Friday, November 7, 2008

Inspiring Thoughts

You know, there are bullock carts in India .Usually two bulls are harnessed to a cart, and sometimes a sheaf of straw is dangled at the tip of the pole, a little in front of the animals but beyond their reach. The bulls try continually to feed upon the straw, but never succeed. This is exactly how we are helped! We think we are going to get security, strength, wisdom, happiness from the outside. We always hope but never realise our hope. Never does any help come from the outside.

There is no help for man. None ever was, none is, and none will be. Why should there be? Are you not men and women? Are the lords of the earth to be helped by others? Are you not ashamed? You will be helped when you are reduced to dust. But you are spirit. Pull yourself out of difficulties by yourself! Save yourself by yourself! There is none to help you—never was. To think that there is, is sweet delusion. It comes to no good.

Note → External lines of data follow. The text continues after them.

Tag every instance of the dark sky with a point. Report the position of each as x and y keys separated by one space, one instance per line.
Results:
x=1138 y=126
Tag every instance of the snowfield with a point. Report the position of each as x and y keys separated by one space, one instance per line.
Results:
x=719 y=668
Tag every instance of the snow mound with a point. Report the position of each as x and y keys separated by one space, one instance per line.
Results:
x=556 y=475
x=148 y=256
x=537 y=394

Pleasure is not the goal of man, but knowledge. Pleasure and happiness come to an end. It is a mistake to suppose that pleasure is the goal. The cause of all the miseries we have in the world is that men foolishly think pleasure to be the ideal to strive for. After a time man finds that it is not happiness, but knowledge, towards which he is going, and that both pleasure and pain are great teachers, and that he learns as much from evil as from good. As pleasure and pain pass before his soul they have upon it different pictures, and the result of these combined impressions is what is called man's "character". If you take the character of any man, it really is but the aggregate of tendencies, the sum total of the bent of his mind; you will find that misery and happiness are equal factors in the formation of that character. Good and evil have an equal share in moulding character, and in some instances misery is a greater teacher than happiness. In studying the great characters the world has produced, I dare say, in the vast majority of cases, it would be found that it was misery that taught more than happiness, it was poverty that taught more than wealth, it was blows that brought out their inner fire more than praise.
Now this knowledge, again, is inherent in man. No knowledge comes from outside; it is all inside. What we say a man "knows", should, in strict psychological language, be what he "discovers" or "unveils"; what a man "learns" is really what he "discovers", by taking the cover off his own soul, which is a mine of infinite knowledge.

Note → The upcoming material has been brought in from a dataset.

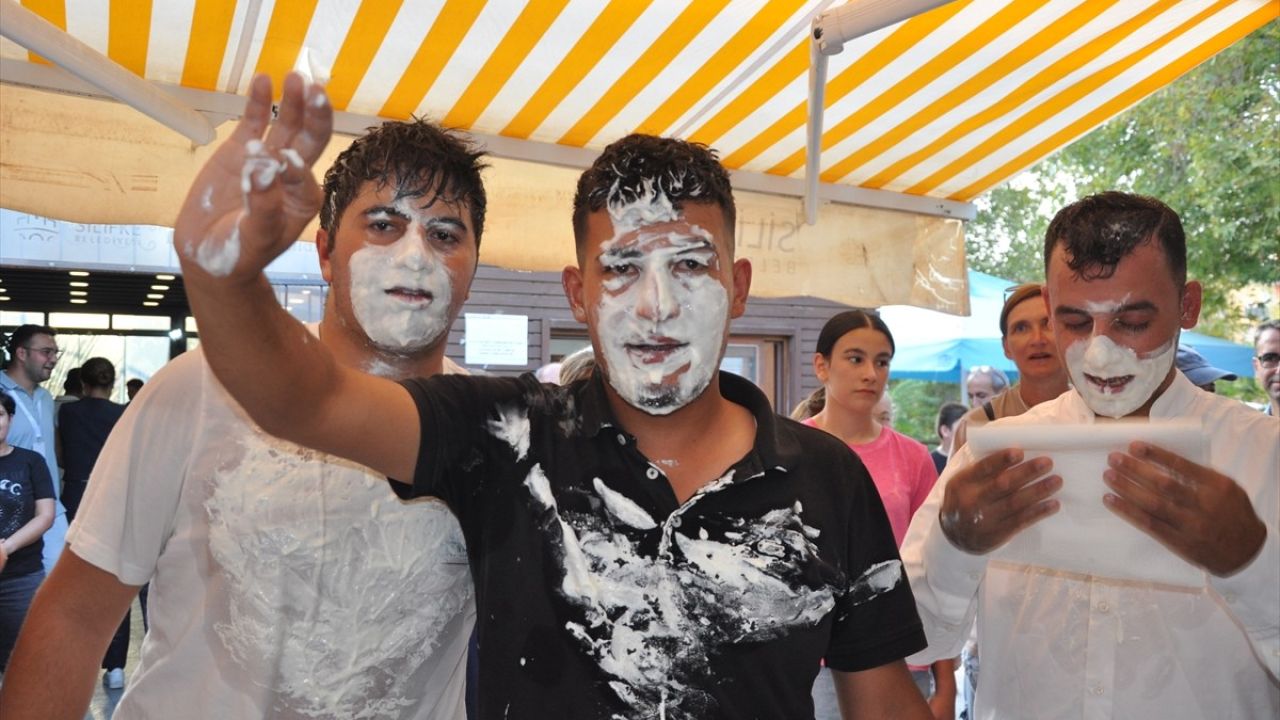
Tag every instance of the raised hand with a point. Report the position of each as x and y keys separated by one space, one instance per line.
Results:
x=993 y=499
x=1196 y=511
x=255 y=195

We say Newton discovered gravitation. Was it sitting anywhere in a corner waiting for him? It was in his own mind; the time came and he found it out. All knowledge that the world has ever received comes from the mind; the infinite library of the universe is in your own mind. The external world is simply the suggestion, the occasion, which sets you to study your own mind, but the object of your study is always your own mind. The falling of an apple gave the suggestion to Newton, and he studied his own mind. He rearranged all the previous links of thought in his mind and discovered a new link among them, which we call the law of gravitation. It was not in the apple nor in anything in the centre of the earth.

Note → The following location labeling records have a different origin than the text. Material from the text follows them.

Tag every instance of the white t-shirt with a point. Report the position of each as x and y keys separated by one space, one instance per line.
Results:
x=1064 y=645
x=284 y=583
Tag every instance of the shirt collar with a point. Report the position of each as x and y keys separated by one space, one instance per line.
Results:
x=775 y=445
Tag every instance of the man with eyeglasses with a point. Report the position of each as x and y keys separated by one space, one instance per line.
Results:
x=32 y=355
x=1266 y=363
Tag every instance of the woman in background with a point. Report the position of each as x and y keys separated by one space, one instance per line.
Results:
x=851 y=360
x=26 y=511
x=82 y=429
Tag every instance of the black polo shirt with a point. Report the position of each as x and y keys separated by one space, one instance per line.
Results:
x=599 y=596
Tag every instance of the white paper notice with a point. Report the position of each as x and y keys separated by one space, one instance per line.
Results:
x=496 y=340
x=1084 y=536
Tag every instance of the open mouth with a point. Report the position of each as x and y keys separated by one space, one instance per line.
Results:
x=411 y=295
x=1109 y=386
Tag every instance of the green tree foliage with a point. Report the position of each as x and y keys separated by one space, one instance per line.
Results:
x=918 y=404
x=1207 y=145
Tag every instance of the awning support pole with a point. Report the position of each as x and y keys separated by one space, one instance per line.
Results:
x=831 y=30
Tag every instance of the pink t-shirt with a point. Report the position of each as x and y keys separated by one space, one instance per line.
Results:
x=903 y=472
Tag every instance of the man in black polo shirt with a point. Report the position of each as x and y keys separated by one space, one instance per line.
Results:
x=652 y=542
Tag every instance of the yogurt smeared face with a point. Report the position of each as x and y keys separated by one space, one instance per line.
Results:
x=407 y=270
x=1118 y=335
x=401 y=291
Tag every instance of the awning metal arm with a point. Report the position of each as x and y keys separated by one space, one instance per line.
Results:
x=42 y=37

Great things can be done only through great sacrifices. No selfishness, no name, no fame, yours or mine, nor my Master's even! Work, work the idea, the plan, my boys, my brave, noble, good souls--to the wheel, to the wheel put your shoulders! Stop not to look back for name, or fame, or any such nonsense. Throw self overboard and work. Remember: "The grass when made into a rope by being joined together can even chain a mad elephant." The Lord's blessings on you all! His power be in you all--as I believe it is already

Now you see what Karma-Yoga means; even at the point of death to help any one, without asking questions. Be cheated millions of times and never ask a question, and never think of what you are doing. Never vaunt of your gifts to the poor or expect their gratitude, but rather be grateful to them for giving you the occasion of practicing charity to them. Thus it is plain that to be an ideal householder is a much more difficult task than to be an ideal Sannyasin; the true life of work is indeed as hard as, if not harder than, the equally true life of renunciation.